Rivières, celles qui arrosent les vergers d'Arménie, celles qui en torrent ont façonné le Grand Caucase en Géorgie, celles qui ont creusé ces gorges pittoresques, telles celles du Vorotan en Arménie, rivière que  nous croisâmes et recroisâmes, ou celles de Varzia en Géorgie où nous passèrent deux journées. Justement, l'arrivée au gîte de Varzia demanda là de terminer le chemin à pied, en traversant un pont métallique qu'on aurait crû de loin sans protection aucune.
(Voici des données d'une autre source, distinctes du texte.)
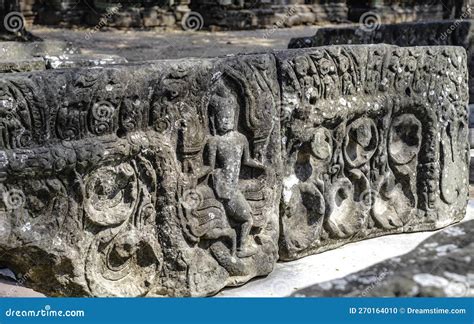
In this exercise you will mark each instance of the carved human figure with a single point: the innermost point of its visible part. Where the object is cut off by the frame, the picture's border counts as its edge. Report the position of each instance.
(227, 151)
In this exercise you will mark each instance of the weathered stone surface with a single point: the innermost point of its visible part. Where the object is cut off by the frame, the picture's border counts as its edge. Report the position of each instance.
(441, 266)
(81, 60)
(157, 179)
(32, 64)
(444, 32)
(165, 178)
(37, 56)
(375, 140)
(10, 51)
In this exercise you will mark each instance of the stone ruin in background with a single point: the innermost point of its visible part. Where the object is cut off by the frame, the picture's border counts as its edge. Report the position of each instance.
(229, 14)
(182, 177)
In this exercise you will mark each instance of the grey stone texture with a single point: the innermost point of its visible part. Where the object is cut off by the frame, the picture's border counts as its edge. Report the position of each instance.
(375, 143)
(181, 177)
(443, 32)
(37, 56)
(441, 266)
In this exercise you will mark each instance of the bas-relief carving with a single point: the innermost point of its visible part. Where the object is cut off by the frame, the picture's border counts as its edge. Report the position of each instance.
(174, 178)
(371, 161)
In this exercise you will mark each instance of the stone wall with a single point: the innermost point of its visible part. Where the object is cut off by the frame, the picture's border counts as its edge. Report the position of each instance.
(446, 32)
(233, 14)
(181, 177)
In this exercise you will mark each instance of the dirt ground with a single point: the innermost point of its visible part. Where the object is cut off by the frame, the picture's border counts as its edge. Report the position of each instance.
(137, 45)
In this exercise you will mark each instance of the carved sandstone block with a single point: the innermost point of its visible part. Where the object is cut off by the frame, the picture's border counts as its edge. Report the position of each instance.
(175, 178)
(375, 140)
(154, 179)
(440, 32)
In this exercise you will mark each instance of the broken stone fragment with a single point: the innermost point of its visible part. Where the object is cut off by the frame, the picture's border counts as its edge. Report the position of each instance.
(181, 177)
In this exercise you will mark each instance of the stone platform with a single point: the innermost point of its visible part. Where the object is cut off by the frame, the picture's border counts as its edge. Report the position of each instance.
(289, 277)
(182, 177)
(443, 32)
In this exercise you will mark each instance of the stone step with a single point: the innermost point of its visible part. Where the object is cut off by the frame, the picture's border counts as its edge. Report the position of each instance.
(182, 177)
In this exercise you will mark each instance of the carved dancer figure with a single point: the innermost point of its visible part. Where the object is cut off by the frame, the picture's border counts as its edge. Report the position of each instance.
(227, 151)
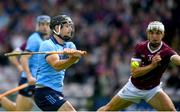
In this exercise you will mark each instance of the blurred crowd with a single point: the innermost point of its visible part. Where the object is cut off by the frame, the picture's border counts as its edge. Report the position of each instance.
(107, 29)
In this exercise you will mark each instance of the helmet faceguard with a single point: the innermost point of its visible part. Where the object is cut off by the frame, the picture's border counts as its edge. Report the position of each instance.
(61, 20)
(155, 25)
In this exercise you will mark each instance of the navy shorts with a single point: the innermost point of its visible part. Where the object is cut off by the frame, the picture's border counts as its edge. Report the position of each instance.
(48, 99)
(28, 91)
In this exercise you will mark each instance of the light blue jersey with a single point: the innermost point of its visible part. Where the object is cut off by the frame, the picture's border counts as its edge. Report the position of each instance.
(47, 76)
(33, 44)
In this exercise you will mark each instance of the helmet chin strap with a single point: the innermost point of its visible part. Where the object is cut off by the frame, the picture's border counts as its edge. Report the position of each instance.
(64, 38)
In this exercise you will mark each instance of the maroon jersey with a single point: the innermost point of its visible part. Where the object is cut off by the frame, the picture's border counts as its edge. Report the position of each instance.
(152, 79)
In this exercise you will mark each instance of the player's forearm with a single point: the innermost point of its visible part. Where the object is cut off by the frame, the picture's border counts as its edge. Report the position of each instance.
(175, 59)
(64, 64)
(25, 65)
(142, 70)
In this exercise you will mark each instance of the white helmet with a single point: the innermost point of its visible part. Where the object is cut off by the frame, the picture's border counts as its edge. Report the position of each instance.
(156, 25)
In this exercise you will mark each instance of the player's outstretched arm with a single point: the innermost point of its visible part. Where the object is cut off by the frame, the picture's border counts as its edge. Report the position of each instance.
(59, 64)
(140, 71)
(175, 59)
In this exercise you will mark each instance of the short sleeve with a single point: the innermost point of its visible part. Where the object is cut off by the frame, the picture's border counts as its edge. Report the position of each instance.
(33, 43)
(136, 53)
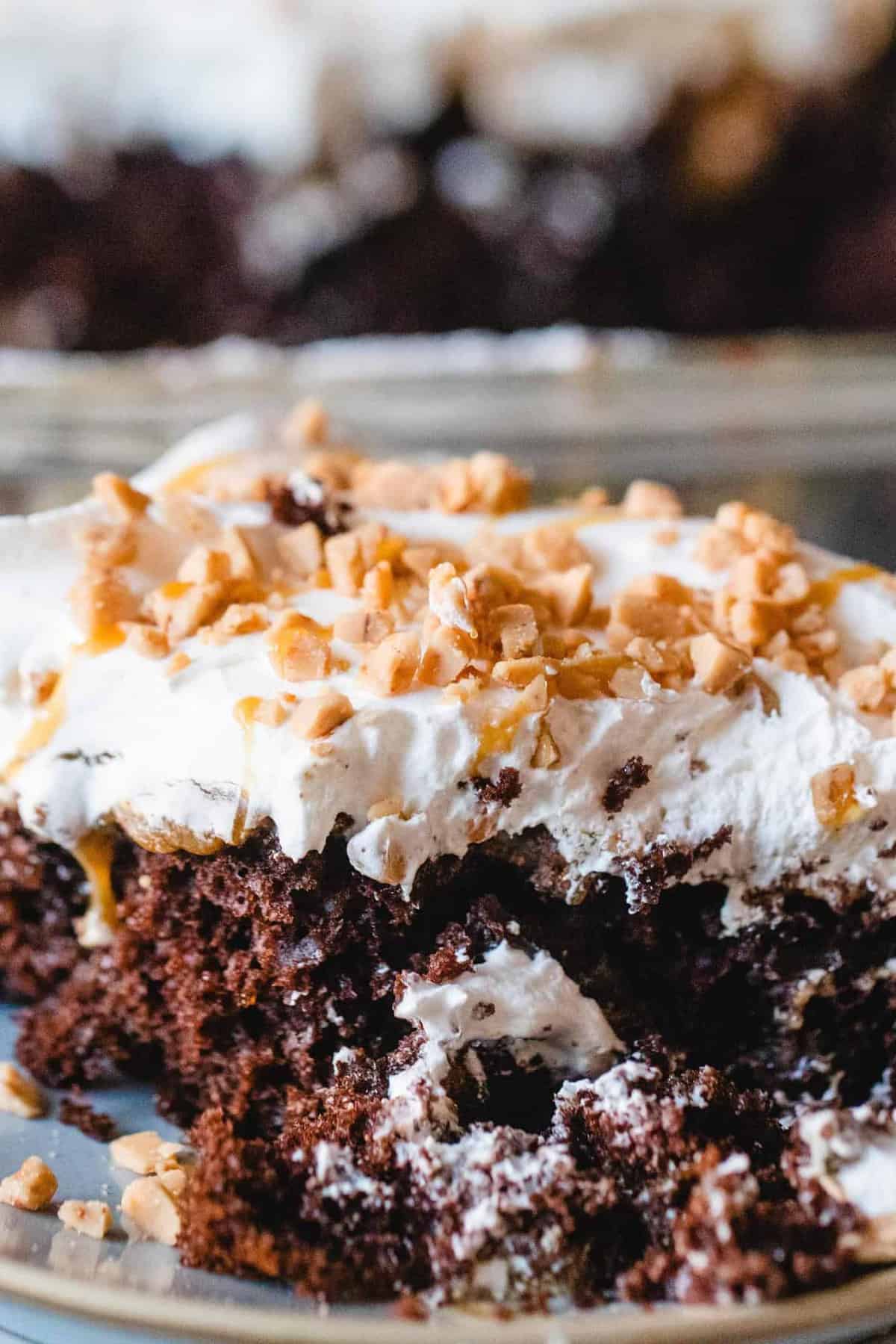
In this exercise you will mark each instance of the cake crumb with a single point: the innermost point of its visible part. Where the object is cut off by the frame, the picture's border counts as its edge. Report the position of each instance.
(31, 1187)
(632, 775)
(19, 1096)
(93, 1124)
(833, 796)
(87, 1216)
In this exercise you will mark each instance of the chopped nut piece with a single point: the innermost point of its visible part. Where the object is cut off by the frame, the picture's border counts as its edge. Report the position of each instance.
(307, 424)
(240, 619)
(31, 1187)
(753, 622)
(363, 627)
(488, 481)
(238, 551)
(89, 1216)
(833, 795)
(514, 628)
(445, 656)
(346, 562)
(297, 649)
(635, 613)
(385, 808)
(519, 671)
(144, 1152)
(499, 487)
(628, 683)
(421, 560)
(716, 666)
(449, 600)
(152, 1209)
(272, 714)
(553, 548)
(180, 609)
(534, 698)
(203, 565)
(301, 550)
(390, 669)
(649, 499)
(107, 545)
(765, 531)
(101, 600)
(718, 548)
(378, 588)
(147, 640)
(868, 687)
(547, 755)
(120, 496)
(19, 1096)
(321, 714)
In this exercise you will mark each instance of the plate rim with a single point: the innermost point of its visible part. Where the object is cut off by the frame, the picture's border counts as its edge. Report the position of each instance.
(865, 1303)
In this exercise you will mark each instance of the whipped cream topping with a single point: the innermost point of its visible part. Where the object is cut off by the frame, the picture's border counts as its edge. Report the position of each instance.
(176, 764)
(316, 75)
(855, 1156)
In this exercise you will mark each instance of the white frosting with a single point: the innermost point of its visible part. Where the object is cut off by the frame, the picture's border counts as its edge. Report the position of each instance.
(281, 80)
(859, 1157)
(528, 1002)
(171, 752)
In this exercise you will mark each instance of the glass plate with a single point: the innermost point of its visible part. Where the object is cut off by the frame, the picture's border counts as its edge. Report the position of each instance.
(805, 427)
(143, 1285)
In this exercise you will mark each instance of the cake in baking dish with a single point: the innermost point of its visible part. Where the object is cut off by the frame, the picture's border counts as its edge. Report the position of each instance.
(504, 896)
(305, 168)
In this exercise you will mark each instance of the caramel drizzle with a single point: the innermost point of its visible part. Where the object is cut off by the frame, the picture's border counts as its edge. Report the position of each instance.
(245, 714)
(825, 592)
(94, 852)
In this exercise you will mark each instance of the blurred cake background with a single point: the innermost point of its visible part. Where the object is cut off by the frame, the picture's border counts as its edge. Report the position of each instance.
(294, 170)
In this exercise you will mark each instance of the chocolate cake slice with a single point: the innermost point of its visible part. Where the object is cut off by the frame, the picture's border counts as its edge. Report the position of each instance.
(694, 166)
(501, 896)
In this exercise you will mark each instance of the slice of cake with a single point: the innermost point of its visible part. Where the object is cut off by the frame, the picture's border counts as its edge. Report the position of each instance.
(504, 894)
(296, 171)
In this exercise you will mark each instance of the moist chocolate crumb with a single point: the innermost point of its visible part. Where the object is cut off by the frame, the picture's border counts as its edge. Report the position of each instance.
(501, 790)
(293, 506)
(94, 1124)
(623, 782)
(665, 863)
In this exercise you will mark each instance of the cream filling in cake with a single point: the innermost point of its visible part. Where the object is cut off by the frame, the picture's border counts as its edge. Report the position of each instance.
(179, 764)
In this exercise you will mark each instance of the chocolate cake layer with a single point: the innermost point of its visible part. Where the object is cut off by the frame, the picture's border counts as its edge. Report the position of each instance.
(260, 996)
(504, 896)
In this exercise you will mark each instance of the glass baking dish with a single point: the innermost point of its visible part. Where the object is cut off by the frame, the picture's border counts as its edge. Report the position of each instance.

Au-dessus du Vorotan, un autre pont métallique bien plus long et à usage touristique enjambait la vallée profonde en ondulant ostensiblement pour l'amusement des adultes et le plaisir des petits (grottes de Khndzoresk, comme ça se prononce). Plus spectaculaire, excitation pour le petit et vue splendide pour les autres, le téléphérique 'horizontal' de Tatev, qui vole au-dessus de la vallée jusqu'au célèbre monastère (je sais, j'aurais dû résister pour le lien). Bien plus rapide que la route, ce téléphérique figure au Guiness Book (pardon, Guiness Site) des records.


Khndzoresk





Les torrents se traversent autrement, parfois à poutre comme sur la photo, mais plus généralement à pied, en sautillant-glissant de pierre à caillou. Inévitablement vint celui un peu plus gros (le torrent, pas le caillou) près de Juta (Kazbegi): déchaussés, courage à deux mains, chaussures dans la troisième main, ma fille et moi eurent l'eau jusqu'aux genoux, peinant à tenir face au courant, tenant le petit chou par la (quatrième) main -- pour lui c'était quasiment jusqu'à la hanche - merci Grand Soleil du Caucase pour ton action salvatrice.

Toujours dans la région, un de ces petits torrents, très raviné, fût trop difficile à franchir pour le cheval qui emmenait le petit - eh oui, nous eûrent ce plaisir et privilège d'une balade  à pas normal, puisque les propriétaires de ce magnifique "5th Saison" avaient gentiment accepté de nous louer le cheval sans guide, confiants d'avoir vu ma grande à la manoeuvre. Pour la petite histoire, le cheval traversa finalement plus loin, guidé par notre spécialiste, tandis que les messieurs déchaussèrent une fois de plus.